Prepa accuses its regulator of excessive control
SAN JUAN – The Puerto Rico Electric Power Authority plans to formally solicit to restructure its debt through Title VI of Promesa by July 1, according to its fiscal plan, which also criticized its regulator, the Puerto Rico Energy Commission, for assuming extensive operating control of the utility and its budget even when approved by the Financial Oversight and Management Board or the government.
The utility complained about the PREC’s actions in the section of its fiscal plan where it discusses the new rate structure. The utility suggested that the PREC was exercising too much control over Prepa prolonging its ability to make changes and that it has challenged its decisions in court.

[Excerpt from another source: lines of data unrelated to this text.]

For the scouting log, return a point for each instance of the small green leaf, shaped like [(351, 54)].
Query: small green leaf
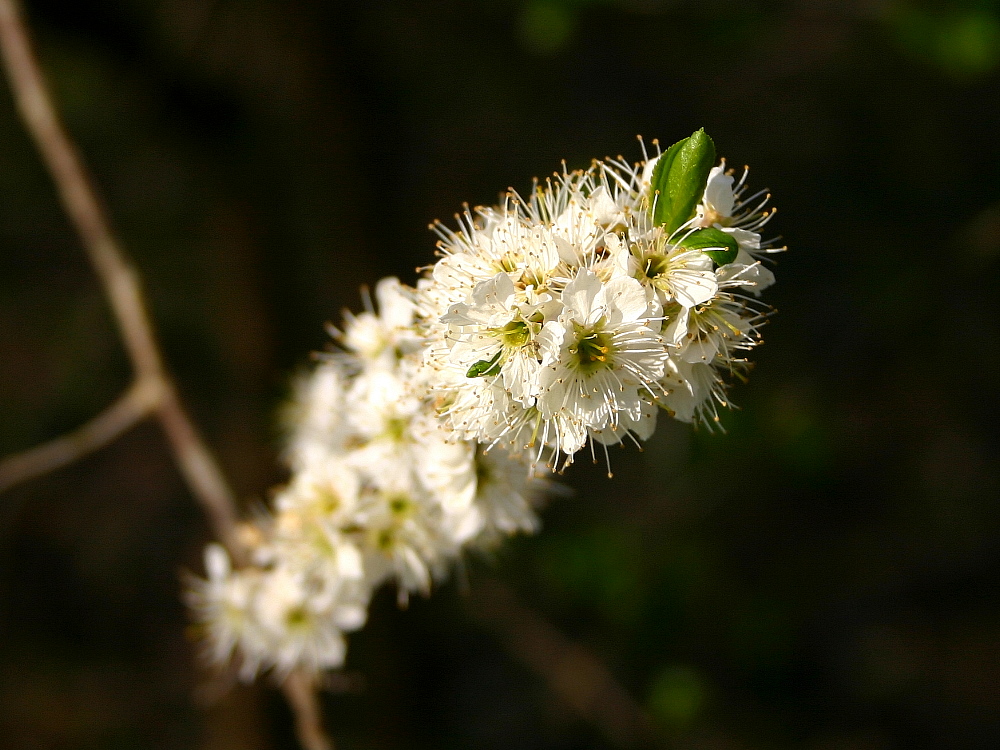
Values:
[(485, 367), (679, 179), (716, 244)]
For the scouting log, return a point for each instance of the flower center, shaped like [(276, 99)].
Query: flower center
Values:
[(515, 334), (592, 352), (655, 266)]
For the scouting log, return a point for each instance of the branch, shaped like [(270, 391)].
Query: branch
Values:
[(138, 402), (121, 284), (300, 691), (572, 672), (118, 277)]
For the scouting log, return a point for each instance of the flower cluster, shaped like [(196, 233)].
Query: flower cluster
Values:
[(379, 490), (576, 315), (571, 317)]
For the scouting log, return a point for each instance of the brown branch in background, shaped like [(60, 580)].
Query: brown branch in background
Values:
[(154, 390), (576, 675), (120, 280), (300, 690), (137, 403)]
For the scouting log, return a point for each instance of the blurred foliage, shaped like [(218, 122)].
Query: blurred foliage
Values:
[(960, 37), (822, 574)]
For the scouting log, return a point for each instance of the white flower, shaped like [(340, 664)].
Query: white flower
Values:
[(601, 355)]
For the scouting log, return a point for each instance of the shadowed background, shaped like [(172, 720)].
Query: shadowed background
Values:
[(821, 576)]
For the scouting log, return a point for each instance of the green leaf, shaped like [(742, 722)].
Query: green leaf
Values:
[(679, 179), (485, 367), (720, 246)]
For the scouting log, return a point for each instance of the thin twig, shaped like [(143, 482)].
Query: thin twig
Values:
[(575, 674), (300, 690), (119, 278), (124, 291), (138, 402)]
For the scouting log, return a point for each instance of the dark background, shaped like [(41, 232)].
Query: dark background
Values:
[(822, 576)]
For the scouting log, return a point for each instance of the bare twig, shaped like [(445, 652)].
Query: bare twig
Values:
[(576, 675), (124, 291), (138, 402), (120, 280), (300, 690)]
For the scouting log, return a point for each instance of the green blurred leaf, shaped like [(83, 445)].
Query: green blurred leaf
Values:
[(679, 179), (716, 244), (677, 696)]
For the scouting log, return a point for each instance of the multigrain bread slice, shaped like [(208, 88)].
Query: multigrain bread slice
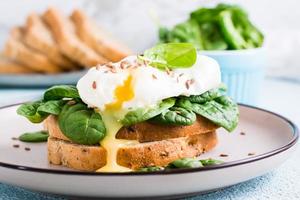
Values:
[(64, 33), (158, 153), (97, 38), (62, 151), (16, 50), (39, 37), (145, 131), (8, 66)]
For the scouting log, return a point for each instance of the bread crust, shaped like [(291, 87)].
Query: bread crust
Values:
[(80, 157), (8, 66), (15, 49), (97, 38), (63, 152), (64, 34), (39, 37)]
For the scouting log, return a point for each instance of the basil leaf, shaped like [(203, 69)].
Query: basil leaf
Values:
[(210, 161), (171, 55), (53, 107), (30, 111), (207, 96), (176, 116), (185, 163), (38, 136), (150, 169), (221, 111), (59, 92), (141, 114), (81, 124)]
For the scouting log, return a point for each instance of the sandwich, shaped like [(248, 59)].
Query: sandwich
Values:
[(143, 111)]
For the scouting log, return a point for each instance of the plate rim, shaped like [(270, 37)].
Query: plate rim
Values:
[(281, 149)]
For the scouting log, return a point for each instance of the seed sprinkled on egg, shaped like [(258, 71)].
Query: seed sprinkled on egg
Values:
[(187, 85), (124, 64), (94, 85)]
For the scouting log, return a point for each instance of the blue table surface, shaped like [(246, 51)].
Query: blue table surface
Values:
[(282, 183)]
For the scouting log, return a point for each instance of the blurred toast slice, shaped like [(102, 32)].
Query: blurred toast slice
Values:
[(16, 50), (39, 37), (64, 34), (98, 39), (8, 66)]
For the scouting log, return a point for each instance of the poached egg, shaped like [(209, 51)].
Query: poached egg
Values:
[(115, 88)]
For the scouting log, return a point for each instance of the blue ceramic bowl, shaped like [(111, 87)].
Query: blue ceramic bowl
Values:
[(242, 72)]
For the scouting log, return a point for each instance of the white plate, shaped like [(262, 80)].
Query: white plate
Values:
[(40, 80), (271, 137)]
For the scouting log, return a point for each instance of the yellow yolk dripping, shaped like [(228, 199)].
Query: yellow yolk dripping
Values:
[(123, 93)]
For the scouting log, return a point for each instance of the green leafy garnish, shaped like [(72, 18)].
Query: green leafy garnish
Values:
[(171, 55), (221, 111), (141, 114), (59, 92), (81, 124), (185, 163), (224, 27), (30, 111), (176, 116), (38, 136), (37, 111), (210, 161)]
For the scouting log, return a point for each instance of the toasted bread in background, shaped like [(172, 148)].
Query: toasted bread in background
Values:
[(39, 37), (8, 66), (179, 144), (97, 38), (16, 50), (64, 34)]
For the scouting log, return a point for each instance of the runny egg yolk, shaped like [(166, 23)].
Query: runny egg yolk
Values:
[(122, 94)]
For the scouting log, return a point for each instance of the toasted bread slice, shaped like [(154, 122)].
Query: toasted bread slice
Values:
[(8, 66), (15, 49), (144, 132), (158, 153), (39, 37), (65, 35), (80, 157), (97, 38), (189, 143)]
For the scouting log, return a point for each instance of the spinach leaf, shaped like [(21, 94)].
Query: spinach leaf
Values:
[(150, 169), (176, 116), (30, 111), (81, 124), (185, 163), (59, 92), (51, 107), (38, 136), (221, 111), (171, 55), (37, 111), (141, 114), (210, 161)]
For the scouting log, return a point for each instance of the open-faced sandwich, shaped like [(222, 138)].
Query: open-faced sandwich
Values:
[(146, 110)]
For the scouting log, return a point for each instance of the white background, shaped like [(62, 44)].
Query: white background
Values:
[(132, 21)]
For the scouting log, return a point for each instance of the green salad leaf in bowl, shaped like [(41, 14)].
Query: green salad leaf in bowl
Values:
[(225, 27)]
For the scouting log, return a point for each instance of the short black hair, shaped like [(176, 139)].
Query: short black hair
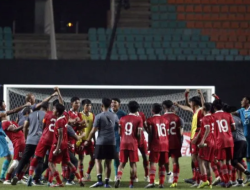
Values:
[(167, 103), (86, 101), (218, 104), (26, 111), (156, 108), (208, 106), (133, 106), (73, 99), (196, 100), (45, 105), (106, 102), (117, 100), (60, 108)]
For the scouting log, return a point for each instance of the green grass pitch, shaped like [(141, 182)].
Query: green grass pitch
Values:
[(185, 172)]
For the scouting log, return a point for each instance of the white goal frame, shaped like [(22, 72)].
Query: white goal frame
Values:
[(124, 87)]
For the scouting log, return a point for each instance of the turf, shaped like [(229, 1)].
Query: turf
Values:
[(185, 172)]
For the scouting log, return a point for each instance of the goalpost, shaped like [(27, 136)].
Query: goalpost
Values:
[(14, 96)]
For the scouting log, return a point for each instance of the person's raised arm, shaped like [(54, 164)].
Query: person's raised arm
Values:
[(186, 108)]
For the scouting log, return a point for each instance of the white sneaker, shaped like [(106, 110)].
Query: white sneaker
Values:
[(7, 182), (195, 185), (87, 177), (169, 177), (136, 180)]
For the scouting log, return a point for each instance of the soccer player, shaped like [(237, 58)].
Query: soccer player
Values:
[(244, 114), (195, 103), (158, 145), (175, 134), (4, 149), (130, 130), (32, 131), (143, 148), (15, 134), (59, 150), (224, 140), (240, 147), (88, 118), (206, 146), (105, 143), (115, 108)]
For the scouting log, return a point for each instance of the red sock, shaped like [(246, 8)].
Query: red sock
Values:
[(196, 164), (145, 166), (215, 169), (73, 170), (8, 176), (58, 179), (152, 174), (119, 175), (91, 165), (162, 173), (81, 170), (234, 171), (204, 177), (225, 173), (47, 174), (176, 171), (230, 168), (33, 165)]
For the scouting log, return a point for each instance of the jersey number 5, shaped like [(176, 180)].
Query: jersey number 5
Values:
[(161, 129)]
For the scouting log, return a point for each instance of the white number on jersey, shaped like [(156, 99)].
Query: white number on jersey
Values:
[(128, 128), (161, 129), (172, 128), (223, 126), (52, 125)]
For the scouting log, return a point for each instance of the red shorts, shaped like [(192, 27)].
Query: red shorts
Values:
[(206, 153), (174, 153), (131, 154), (87, 150), (158, 157), (42, 149), (143, 147), (18, 151), (62, 157), (224, 153)]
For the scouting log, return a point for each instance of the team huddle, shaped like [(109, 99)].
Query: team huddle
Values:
[(45, 135)]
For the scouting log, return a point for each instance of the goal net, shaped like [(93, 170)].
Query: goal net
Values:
[(14, 96)]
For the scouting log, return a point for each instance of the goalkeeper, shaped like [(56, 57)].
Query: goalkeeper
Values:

“PREC has allegedly assumed extensive operating control over PREPA, including areas where PREPA is implementing government policy or the approved government Fiscal Plan,” the document states. “There is no robust reconciliation process to address ongoing changes; rather, adjustments for changes require extraordinary action or PREC permission prolonging processes and timelines.”
“The PREC exercises jurisdiction over Prepa budgets even when approved by the FOMB and unduly impacts relevant timelines…. PREC has denied PREPA’s requests to reconsider its Order regarding some aspects of the annual rate update mechanism, including budgeting and rate adjustment timelines. PREPA has appealed such denial to the Puerto Rico Appeals Court and is in the process of developing a further regulatory strategy to address certain of these challenges,” the document adds.
The document certified by the oversight board Friday also discusses the restructuring support agreement (RSA) between Prepa and its creditors to restructure the $9 billion debt, whose terms were renegotiated recently.
The utility says it obtained $2.2 billion in debt-service savings from 2018 to 2022 as compared to contractual terms of debt. The new RSA provides for individual rate payer debt service charge savings of 36% for five years over the original RSA and allows Prepa to take steps to upgrade base maintenance, modernize the utility and attract capital.
“RSA is intended to accommodate a potential restructuring under Title III of PROMESA for the non-financial obligations and revisions to the RSA are currently being negotiated with the goal of being in a position to complete solicitation of Title VI process by July 1, 2017,” the document states.
Another highlight of the fiscal plan is it intends to limit Contribution or Payment in Lieu of Taxes (CILT). Currently, Prepa does not pay taxes to municipalities for its infrastructure in exchange for municipal tax exemption. However, the CILT was limited following the enactment of laws that placed caps on it.
The fiscal plan says Prepa intends to move of all the municipal public lighting to the power bills’s subsidies rider. It will also remove all municipal for-profit entities from receiving service credit from the CILT and establishing a total consumption, or kilowatt-hour, cap on the municipal CILT, which will be reduced by 15%, in three fiscal years or 5% each. The municipality will pay for any excess, plus the for-profit ventures. The CILT adjustment process itself, however, has not begun in full due to PREC regulations and implementation obstacles, in addition to issues presented by municipalities disputing the validity of the for-profit claim.
“Beyond this, PREPA has no authority to further reduce the CILT values. PREPA, under the new rate structure, will recover the cost of CILT via the CILT rider in customer bills. Any additional reductions or amendments would require legislation,” the document states.